Oui, en partie. Le Maroc était en train de perdre son artisanat et les métiers qui vont avec malgré sa richesse. Il y a eu un énorme effort de fait pour sensibiliser la jeunesse, la former, pour offrir des vitrines déterminantes dans les grands salons internationaux, notamment grâce à des aides financières de l’Etat. Depuis cet automne, il existe un label qualité distribué par le ministère de l’artisanat, qui permettra de redorer un blason qui a pu être sali par l’uniformisation et la copie. En 2018, notre artisanat est très diversifié car il en faut pour tous les goûts. Rien ne s’est perdu. Si vous voulez du 100% marocain en déco d’intérieur, on le fait. Si vous voulez reproduire votre cocon en apportant seulement une touche marocaine, on le fait aussi. On sait écouter, faire, refaire.
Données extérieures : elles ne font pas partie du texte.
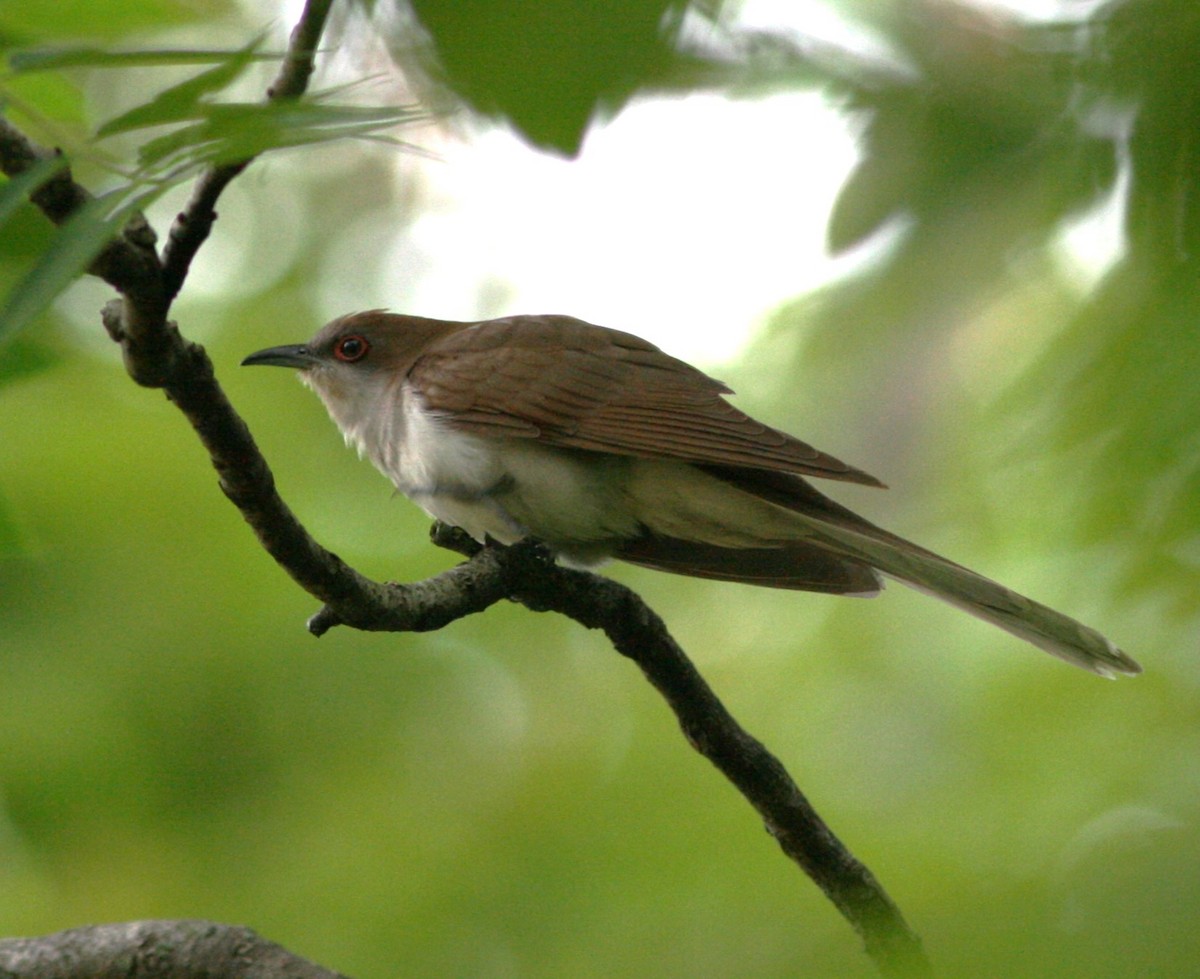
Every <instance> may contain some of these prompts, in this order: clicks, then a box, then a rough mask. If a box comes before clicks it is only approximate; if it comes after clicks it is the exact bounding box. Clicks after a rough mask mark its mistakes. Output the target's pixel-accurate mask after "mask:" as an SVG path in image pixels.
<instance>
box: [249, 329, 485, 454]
mask: <svg viewBox="0 0 1200 979" xmlns="http://www.w3.org/2000/svg"><path fill="white" fill-rule="evenodd" d="M460 325H461V324H450V323H446V322H443V320H436V319H425V318H422V317H408V316H398V314H396V313H388V312H384V311H382V310H370V311H367V312H364V313H350V314H348V316H344V317H338V318H337V319H335V320H332V322H330V323H328V324H325V325H324V326H323V328H322V329H320V330H319V331H318V332H317V335H316V336H314V337H313V338H312V340H310V341H308V342H307V343H290V344H286V346H282V347H269V348H266V349H265V350H258V352H257V353H253V354H251V355H250V356H248V358H246V359H245V360H244V361H242V366H253V365H268V366H272V367H294V368H295V370H296V371H299V372H300V379H301V380H302V382H304V383H305V384H306V385H308V386H310V388H312V390H313V391H316V392H317V395H318V396H319V397H320V400H322V401H323V402H324V403H325V407H326V408H328V409H329V414H330V415H331V416H332V419H334V421H335V422H336V424H337V426H338V427H340V428H341V430H342V432H343V433H344V434H346V436H347V438H353V439H355V440H358V438H356V436H358V433H359V432H360V431H361V428H362V427H364V425H366V424H367V422H368V421H371V420H372V419H379V418H382V416H386V415H389V414H390V413H391V412H392V410H394V409H395V408H396V407H398V403H400V397H401V389H402V385H403V383H404V379H406V377H407V376H408V372H409V370H410V368H412V366H413V362H414V361H415V360H416V358H418V356H420V354H421V352H422V350H424V349H425V348H426V347H427V346H428V344H430V342H432V341H433V340H434V338H437V337H438V336H440V335H443V334H445V332H446V331H448V329H451V328H455V326H460Z"/></svg>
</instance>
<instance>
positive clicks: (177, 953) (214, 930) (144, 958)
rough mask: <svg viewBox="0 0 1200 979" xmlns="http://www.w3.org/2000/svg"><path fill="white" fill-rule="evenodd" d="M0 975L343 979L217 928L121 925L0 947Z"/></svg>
mask: <svg viewBox="0 0 1200 979" xmlns="http://www.w3.org/2000/svg"><path fill="white" fill-rule="evenodd" d="M0 975H5V977H10V975H12V977H18V975H19V977H20V979H126V977H131V975H137V977H138V979H212V977H221V975H226V977H238V979H278V977H283V975H286V977H288V979H344V977H343V975H341V973H337V972H334V971H332V969H328V968H324V967H322V966H318V965H316V963H313V962H310V961H308V960H307V959H301V957H300V956H299V955H295V954H294V953H290V951H288V950H287V949H286V948H283V947H282V945H277V944H275V942H268V941H266V939H265V938H260V937H259V936H258V935H256V933H254V932H253V931H251V930H250V929H247V927H235V926H232V925H218V924H216V923H214V921H192V920H178V921H125V923H121V924H118V925H95V926H92V927H79V929H71V930H70V931H58V932H54V933H53V935H46V936H42V937H40V938H5V939H0Z"/></svg>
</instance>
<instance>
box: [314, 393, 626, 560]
mask: <svg viewBox="0 0 1200 979" xmlns="http://www.w3.org/2000/svg"><path fill="white" fill-rule="evenodd" d="M386 394H388V395H389V397H386V401H385V403H386V402H390V403H392V404H396V406H397V408H396V409H395V410H391V412H377V410H364V412H358V413H355V416H354V418H353V419H352V418H346V416H344V415H343V418H338V416H337V415H335V421H337V424H338V427H341V428H342V432H343V433H344V434H346V439H347V442H349V443H352V444H353V445H355V448H358V450H359V452H360V454H361V455H365V456H367V458H370V460H371V461H372V462H373V463H374V464H376V467H377V468H378V469H379V470H380V472H382V473H383V474H384V475H386V476H388V478H389V479H390V480H391V481H392V482H394V484H395V486H396V488H397V489H400V491H401V492H402V493H403V494H404V495H407V497H408V498H409V499H412V500H413V501H414V503H416V504H418V505H420V506H421V507H422V509H424V510H425V511H426V512H427V513H430V515H431V516H433V517H436V518H437V519H440V521H444V522H446V523H450V524H454V525H455V527H461V528H462V529H463V530H466V531H467V533H468V534H470V535H472V536H473V537H475V539H476V540H479V541H482V540H485V539H486V537H492V539H493V540H497V541H499V542H502V543H512V542H515V541H517V540H520V539H521V537H524V536H529V535H533V536H535V537H538V539H540V540H542V541H545V542H546V543H548V545H551V546H552V547H554V548H556V549H557V551H559V552H560V553H562V554H563V557H565V558H566V559H568V560H571V561H574V563H577V564H593V563H595V561H596V560H599V559H601V558H604V557H606V555H607V554H608V553H610V552H611V549H612V547H613V545H614V543H616V541H618V540H620V539H624V537H629V536H632V535H635V534H636V533H637V529H638V523H637V519H636V518H635V517H634V516H632V513H631V512H630V511H629V503H628V499H626V497H625V485H626V482H628V478H629V468H630V461H629V460H624V458H619V457H616V456H600V455H595V454H588V452H577V451H571V450H562V449H554V448H548V446H546V445H544V444H541V443H538V442H536V440H534V439H526V438H488V437H485V436H475V434H472V433H468V432H462V431H458V430H456V428H455V427H454V425H452V424H451V422H450V421H448V420H445V419H443V418H438V416H437V415H436V414H433V413H431V412H428V410H427V409H426V408H425V407H424V404H422V403H421V400H420V396H419V395H416V392H414V391H413V390H412V389H409V388H408V386H407V385H404V386H403V388H402V390H401V391H400V392H396V394H398V397H396V396H395V394H392V392H386ZM376 403H377V404H378V403H379V402H376ZM343 410H344V409H343Z"/></svg>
Et savez-vous aussi réutiliser pour réduire votre impact environnemental en redonnant des secondes vies à des matériaux ou pièces jugées inutilisables ?

Oui et c’est primordial de le faire. La déforestation des cèdres par exemple est une vraie catastrophe écologique. Il faut arrêter ce massacre. On aussi réussi à sensibiliser sur les chutes de bois pour développer la pratique de la récupération. On travaille sur le travail des bois plats, donc compactés, pour une finition extraordinaire.  Chez moi chaque meuble est unique, trouvable nulle part ailleurs. Vous pouvez vous payer la cousine, mais pas la soeur. J’aime travailler sur des seconds usages grâce aux invendables.

Cet artisanat et ce savoir-faire en décoration d’intérieur constituent-ils aujourd’hui un produit d’appel fort pour le Maroc en Afrique ?

Aujourd’hui toute l’Afrique regarde le Maroc. Moi je vais chercher des clients au sud et plus au nord. Le design et l’archi d’intérieur sont déjà des produits d’appel pour le Maroc en Afrique. Le train est lancé et il fonce vers un grand avenir. Je suis juste monté dans le wagon. Il y a beaucoup d’agences et de cabinets polarisés sur l’Afrique.